Lipocine announces positive results for LPCN 1144 treatment in NASH

Lipocine announced positive results from its phase 2 proof of concept study that investigated LPCN 1144, an orally delivered prodrug of endogenous testosterone, in the treatment of nonalcoholic steatohepatitis, according to a press release.

The Liver Fat intervention with oral Testosterone (LiFT) clinical study comprised 37 men with NASH dosed twice daily with either 142 mg testosterone equivalent (n = 13), 142 mg testosterone equivalent formulated with 238 mg of d-alpha tocopherol equivalent (n = 13) or matching placebo (n = 11). Studied endpoints included change in hepatic fat fraction after 12 weeks of treatment as well as histological change for NASH resolution and/or fibrosis improvement after 36 weeks of treatment. Researchers performed liver biopsies at baseline and following 36 weeks of treatment.

At 12 weeks, study results demonstrated a mean 9.2% absolute reduction in liver fat and a 46.8% relative reduction in liver fat compared with placebo. Further, both LPCN 1144 treatment groups showed improvement in NASH with no worsening of fibrosis responders compared with placebo (60% and 57% vs. 13%, respectively). During 36 weeks of treatment, LPCN 1144 was well tolerated with a safety profile comparable with placebo.

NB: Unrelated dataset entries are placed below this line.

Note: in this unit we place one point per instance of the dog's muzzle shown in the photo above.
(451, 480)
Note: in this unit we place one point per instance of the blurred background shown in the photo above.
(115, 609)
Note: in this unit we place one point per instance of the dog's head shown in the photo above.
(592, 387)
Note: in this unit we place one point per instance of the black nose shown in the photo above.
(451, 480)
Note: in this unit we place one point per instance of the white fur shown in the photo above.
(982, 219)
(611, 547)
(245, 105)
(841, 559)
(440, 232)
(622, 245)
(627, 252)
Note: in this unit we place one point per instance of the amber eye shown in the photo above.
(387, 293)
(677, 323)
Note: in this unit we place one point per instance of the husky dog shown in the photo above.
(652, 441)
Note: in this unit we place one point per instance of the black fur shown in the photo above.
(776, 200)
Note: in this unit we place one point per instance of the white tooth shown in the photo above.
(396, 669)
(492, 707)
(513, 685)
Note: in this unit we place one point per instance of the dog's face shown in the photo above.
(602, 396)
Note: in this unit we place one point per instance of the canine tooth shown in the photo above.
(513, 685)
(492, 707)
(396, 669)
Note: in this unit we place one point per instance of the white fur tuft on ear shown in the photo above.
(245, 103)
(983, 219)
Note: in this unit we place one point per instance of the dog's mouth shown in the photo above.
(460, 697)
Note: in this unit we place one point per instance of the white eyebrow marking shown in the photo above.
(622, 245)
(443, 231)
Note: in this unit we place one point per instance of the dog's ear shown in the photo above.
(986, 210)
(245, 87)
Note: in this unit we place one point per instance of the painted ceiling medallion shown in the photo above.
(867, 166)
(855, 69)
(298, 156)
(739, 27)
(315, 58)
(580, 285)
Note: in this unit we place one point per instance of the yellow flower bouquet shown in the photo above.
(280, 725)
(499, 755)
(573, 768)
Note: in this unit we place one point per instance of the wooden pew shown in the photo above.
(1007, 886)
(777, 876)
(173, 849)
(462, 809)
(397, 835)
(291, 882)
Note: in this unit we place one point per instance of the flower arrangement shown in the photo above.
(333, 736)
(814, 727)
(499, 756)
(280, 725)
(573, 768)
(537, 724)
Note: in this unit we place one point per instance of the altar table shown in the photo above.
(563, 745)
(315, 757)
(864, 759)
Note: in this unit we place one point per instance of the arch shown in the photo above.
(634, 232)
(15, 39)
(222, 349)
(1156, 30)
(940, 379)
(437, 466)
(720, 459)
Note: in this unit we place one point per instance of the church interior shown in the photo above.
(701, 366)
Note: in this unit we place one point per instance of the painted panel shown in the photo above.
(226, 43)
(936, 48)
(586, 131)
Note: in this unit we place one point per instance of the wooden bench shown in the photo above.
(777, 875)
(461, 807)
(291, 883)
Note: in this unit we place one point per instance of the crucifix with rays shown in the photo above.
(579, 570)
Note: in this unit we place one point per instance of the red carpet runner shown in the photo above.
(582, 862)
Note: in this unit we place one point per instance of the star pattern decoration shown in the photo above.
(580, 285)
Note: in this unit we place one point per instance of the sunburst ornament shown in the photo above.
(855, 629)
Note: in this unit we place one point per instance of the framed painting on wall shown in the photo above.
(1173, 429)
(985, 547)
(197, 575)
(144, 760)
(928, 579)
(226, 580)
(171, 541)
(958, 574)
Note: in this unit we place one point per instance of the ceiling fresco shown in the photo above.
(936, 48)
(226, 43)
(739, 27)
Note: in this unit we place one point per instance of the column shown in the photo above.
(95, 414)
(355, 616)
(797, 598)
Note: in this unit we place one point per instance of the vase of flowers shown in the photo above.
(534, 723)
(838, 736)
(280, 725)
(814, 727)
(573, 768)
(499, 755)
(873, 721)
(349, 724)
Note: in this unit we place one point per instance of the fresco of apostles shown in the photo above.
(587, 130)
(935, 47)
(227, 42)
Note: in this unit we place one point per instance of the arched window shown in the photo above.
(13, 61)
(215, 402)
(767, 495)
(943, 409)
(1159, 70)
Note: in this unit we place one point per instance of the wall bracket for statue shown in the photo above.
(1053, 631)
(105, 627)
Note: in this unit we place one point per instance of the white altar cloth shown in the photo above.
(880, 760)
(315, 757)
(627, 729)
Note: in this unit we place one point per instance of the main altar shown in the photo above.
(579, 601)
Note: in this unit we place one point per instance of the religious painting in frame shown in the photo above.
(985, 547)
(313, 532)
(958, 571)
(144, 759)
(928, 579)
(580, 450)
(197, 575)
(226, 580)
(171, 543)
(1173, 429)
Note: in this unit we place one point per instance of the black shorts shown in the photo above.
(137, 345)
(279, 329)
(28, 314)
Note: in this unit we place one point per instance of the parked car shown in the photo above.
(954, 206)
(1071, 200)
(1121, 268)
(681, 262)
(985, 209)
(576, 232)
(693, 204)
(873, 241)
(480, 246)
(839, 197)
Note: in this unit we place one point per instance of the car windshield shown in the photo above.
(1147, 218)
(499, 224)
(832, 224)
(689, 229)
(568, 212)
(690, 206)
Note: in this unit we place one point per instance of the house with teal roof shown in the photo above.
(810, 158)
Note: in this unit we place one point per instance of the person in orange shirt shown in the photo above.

“The extent of the LPCN 1144 efficacy results in meeting the NASH resolution regulatory endpoint from the LiFT study are striking with no adverse safety signal,” Arun Sanyal, MD, professor at the Virginia Commonwealth University department of internal medicine and education core director at the VCU Center for Clinical and Translational Research, said in a press release. “These data strongly support further development of this differentiated novel approach as a treatment of NASH.”